As a matter of policy, you can concur or disagree; Covid relief, in particular, appeared to be a pressing issue. But it's a choice that runs counter to Biden's portrayal of democracy as in jeopardy, with the biggest threat to its mechanics since the Civil War, thanks to Republican efforts to destroy it.
Furthermore, the White House has made no significant attempt to mobilize a Democratic reaction to local attacks on democracy.
Republican state lawmakers are seeking legislation that will make elections more politicized throughout the country. Grassroots Republican activists have been competing for formerly neutral election administration posts and volunteering en masse for precinct-level election activities, strong believers in electoral fraud falsehoods promoted by agitators like Steve Bannon.
As party leader, Biden might persuade the Democratic Party to take this mobilization seriously and conduct its own counter-offensive. There's no evidence that they've made much progress thus far.
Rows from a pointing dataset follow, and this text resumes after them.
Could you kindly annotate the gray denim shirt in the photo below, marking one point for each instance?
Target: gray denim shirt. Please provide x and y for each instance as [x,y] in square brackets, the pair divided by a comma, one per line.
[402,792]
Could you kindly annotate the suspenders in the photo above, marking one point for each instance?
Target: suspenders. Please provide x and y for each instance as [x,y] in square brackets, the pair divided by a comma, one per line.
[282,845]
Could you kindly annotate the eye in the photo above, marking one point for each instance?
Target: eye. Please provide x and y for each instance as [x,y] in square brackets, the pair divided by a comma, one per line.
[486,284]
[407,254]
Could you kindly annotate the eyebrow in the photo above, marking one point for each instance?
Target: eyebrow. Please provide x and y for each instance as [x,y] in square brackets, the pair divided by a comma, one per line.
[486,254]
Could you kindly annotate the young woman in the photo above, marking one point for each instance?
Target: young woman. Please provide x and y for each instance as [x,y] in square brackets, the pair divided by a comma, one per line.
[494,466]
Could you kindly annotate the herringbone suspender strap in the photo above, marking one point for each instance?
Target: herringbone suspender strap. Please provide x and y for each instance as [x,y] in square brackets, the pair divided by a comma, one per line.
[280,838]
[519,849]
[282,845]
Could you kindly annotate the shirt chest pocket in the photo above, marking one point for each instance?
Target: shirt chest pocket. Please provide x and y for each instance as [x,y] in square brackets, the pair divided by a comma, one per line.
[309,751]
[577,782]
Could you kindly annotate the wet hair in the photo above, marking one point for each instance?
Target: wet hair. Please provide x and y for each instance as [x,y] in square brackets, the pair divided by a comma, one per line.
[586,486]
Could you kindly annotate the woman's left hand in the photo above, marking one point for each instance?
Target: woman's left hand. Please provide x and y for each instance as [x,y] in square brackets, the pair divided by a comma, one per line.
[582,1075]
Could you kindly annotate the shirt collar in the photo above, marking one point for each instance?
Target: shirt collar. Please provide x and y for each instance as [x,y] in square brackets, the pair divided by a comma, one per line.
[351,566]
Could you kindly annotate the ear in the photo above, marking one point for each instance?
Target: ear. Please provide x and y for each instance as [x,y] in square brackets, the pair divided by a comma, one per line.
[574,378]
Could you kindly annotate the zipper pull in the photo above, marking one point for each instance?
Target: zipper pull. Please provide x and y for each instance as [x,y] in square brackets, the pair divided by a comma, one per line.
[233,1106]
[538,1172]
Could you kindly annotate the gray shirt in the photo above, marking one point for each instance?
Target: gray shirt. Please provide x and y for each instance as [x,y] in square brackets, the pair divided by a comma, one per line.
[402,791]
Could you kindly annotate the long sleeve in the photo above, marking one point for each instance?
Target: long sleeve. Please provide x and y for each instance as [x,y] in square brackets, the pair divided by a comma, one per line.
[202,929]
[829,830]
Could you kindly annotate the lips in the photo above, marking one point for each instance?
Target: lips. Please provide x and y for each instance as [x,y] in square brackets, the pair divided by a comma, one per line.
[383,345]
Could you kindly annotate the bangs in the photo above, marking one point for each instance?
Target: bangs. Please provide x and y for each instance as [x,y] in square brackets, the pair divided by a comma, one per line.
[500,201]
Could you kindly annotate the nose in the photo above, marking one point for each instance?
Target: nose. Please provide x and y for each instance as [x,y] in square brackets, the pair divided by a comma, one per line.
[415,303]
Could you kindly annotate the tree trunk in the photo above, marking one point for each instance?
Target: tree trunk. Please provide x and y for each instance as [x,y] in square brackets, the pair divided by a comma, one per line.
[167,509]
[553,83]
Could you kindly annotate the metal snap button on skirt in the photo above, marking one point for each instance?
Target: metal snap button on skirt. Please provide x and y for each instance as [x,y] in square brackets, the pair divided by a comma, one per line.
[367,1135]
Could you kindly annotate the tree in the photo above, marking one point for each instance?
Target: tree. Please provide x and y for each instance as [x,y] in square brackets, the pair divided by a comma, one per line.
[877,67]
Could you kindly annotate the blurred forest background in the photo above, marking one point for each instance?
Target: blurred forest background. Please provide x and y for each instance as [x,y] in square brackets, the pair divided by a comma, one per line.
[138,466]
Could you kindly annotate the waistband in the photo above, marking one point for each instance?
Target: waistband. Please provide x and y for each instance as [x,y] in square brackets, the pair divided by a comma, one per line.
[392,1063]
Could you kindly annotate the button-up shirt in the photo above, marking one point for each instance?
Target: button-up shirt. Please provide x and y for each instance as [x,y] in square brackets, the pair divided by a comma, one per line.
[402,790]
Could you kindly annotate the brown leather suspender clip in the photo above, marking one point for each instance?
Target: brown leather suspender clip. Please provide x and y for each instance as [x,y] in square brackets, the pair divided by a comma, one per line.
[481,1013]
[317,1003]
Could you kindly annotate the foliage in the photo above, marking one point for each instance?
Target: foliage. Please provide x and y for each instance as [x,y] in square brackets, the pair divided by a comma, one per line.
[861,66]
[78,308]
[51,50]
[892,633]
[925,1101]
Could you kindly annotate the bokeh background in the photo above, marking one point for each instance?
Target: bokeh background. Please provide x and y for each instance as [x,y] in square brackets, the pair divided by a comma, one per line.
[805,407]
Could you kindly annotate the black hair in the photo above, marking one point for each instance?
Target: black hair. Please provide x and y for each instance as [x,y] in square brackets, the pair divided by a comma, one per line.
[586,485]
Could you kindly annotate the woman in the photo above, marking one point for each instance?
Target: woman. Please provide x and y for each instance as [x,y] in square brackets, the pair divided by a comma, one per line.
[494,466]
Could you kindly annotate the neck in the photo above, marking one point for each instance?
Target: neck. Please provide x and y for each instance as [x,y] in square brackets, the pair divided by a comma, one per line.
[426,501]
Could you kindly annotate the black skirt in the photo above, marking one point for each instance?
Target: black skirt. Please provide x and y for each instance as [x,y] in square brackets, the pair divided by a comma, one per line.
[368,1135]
In December, Dartmouth political scientist Brendan Nyhan told me, "The Democratic coalition is focused on conventional coalition politics and governing, which is acceptable in some ways but also ignores the mounting threat." "Without elite indications, the public isn't paying attention to these concerns."
The question raised by Biden's speech on January 6 is not whether it will persuade anybody significant to think about these topics differently, but rather whether it will persuade anyone to think about them differently. It's unlikely to happen.
Instead, the issue is whether it's a sign of a reversal: if the Biden administration will start acting on its high language and take more tangible efforts to address the rising risks to democracy. More than the speech itself, this will define the legacy of the Biden administration in American democracy.